El yo poético no solo siente la pérdida, sino que se hunde en ella. No hay posibilidad de resistencia porque nunca se aprendió a nadar; la vida misma nunca enseñó cómo lidiar con la ausencia. La imagen de la marca que "asesina a la médula" refuerza la idea de que la soledad y la pena no son solo estados emocionales, sino físicos, corporales, impregnados en la esencia misma del ser.

En este punto, la soledad no es solo una condición, sino una condena. No se trata solo de la pérdida de alguien, sino de la imposibilidad de separarse de ese dolor. La memoria se convierte en un fantasma que regresa una y otra vez, anclándonos al lugar donde todo se desmoronó.

Si la primera parte del libro es el reconocimiento del encierro y la segunda es el hundimiento en la memoria, La luz tras el pasillo es el intento de transmutación. Pero la luz que se menciona en el título de este capítulo no es un resplandor esperanzador ni una revelación redentora; es un destello tenue, frágil, incierto. El yo poético no encuentra una salida clara, sino la posibilidad de imaginarla:

Que el despertar no sea en este pasillo verde
Que se vaya el miedo
Que la jaula por fin
Se vuelva pájaro.

La luz tras el pasillo no es un final feliz. Es apenas una grieta en la estructura del dolor, una pequeña apertura por donde la posibilidad de cambio se insinúa. La poeta no ofrece respuestas ni resoluciones. No hay promesas de sanación, solo la posibilidad de imaginar otro estado.



 


El duelo como resistencia y la palabra como refugio

En Pasillo de manicomio, la soledad no es un vacío, sino un exceso: de memoria, de ausencia, de imposición social. La poeta no solo nos habla del dolor de la pérdida, sino del peso de existir dentro de una identidad que se siente ajena. La escritura se convierte en un espacio de resistencia, en un intento de preservar algo que se escapa constantemente.

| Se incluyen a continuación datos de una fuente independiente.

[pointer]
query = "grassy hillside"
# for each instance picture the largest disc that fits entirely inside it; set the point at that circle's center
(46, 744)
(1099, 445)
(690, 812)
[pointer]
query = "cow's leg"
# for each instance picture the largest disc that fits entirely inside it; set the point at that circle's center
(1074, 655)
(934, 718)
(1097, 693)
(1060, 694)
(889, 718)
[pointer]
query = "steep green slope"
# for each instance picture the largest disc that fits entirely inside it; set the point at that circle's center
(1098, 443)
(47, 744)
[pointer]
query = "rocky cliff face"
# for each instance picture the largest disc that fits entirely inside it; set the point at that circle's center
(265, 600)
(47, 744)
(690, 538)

Solo queda el gesto resistiendo
Y el recuerdo que reía a carcajadas
Antes de que ser yo estuviese prohibido.

Aquí la resistencia no es una lucha activa, sino la persistencia de un gesto, la obstinación del recuerdo. La risa del pasado sobrevive como un eco, como un vestigio de lo que pudo haber sido.

El poemario de Ana Margarita Arada no busca consolar ni cerrar heridas; por el contrario, las expone con crudeza, permitiendo que el lector se adentre en la espiral del duelo y la soledad. La autora construye un paisaje emocional donde la identidad se disuelve y la memoria se convierte en un océano inabarcable.

Pero, en medio de la desesperanza, queda una posibilidad de transformación. No se trata de encontrar la salida del pasillo, sino de comprender que el pasillo mismo puede ser habitado de otra manera. Que la jaula, quizás, no sea el final, sino el inicio de otra forma de existir.

Así, Pasillo de manicomio no es solo un libro sobre la pérdida, sino sobre la metamorfosis del dolor. La soledad no es un punto de llegada, sino un tránsito. Y el verdadero reto no es escapar del pasillo, sino aprender a mirarlo de otro modo siendo momentáneamente parte de él.